9. Joel and Ethan Coen

The Coen Brothers are one of those filmmakers that I have always loved but sometimes forget about. From the first time I watched Raising Arizona (I couldn't have been older than 6 or 7) something about their weird, unique movies always spoke to me. Even times I wasn't as crazy about the movies as others were (like Barton Fink), their films are still fascinating to watch. And sometimes I come back to them years later and find that I love them wholeheartedly, which was the case with Miller's Crossing, which I thought was just okay initially but upon rewatches found to be an astounding movie. And they also have movies like No Country for Old Men and The Big Lebowski that no matter how many times I've seen them, if I start watching I can't stop.

10. Hayao Miyazaki

Hayao Miyazaki is one of the few filmmakers able to inspire true awe in me.

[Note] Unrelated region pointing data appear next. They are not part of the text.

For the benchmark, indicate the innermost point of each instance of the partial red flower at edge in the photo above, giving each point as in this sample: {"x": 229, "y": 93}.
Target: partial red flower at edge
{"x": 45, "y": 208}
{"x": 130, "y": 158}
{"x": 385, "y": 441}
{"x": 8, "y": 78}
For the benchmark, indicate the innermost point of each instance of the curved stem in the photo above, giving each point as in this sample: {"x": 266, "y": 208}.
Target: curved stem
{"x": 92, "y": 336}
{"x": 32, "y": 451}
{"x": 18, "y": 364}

That he does it in animation is all the more impressive. His recurring themes of environmentalism, flight, and young, strong female heroes are always welcome sights on screen. Even in his lesser films like Porco Rosso, there is a poetic sequence of flying above the clouds that is one of the most affecting scenes in any animated movie. He also can go from sweet, familial movies like My Neighbor Totoro to rip roaring action like that in Castle in the Sky or Princess Mononoke. You could go on and on about the amazing stuff in Miyazaki's movies (haven't even mentioned the God Warrior in Nausicaa of the Valley of the Wind) but it's better to just watch them!

Honorable mentions to Hou Hsiao-Hsien, Guillermo del Toro, and Richard Linklater.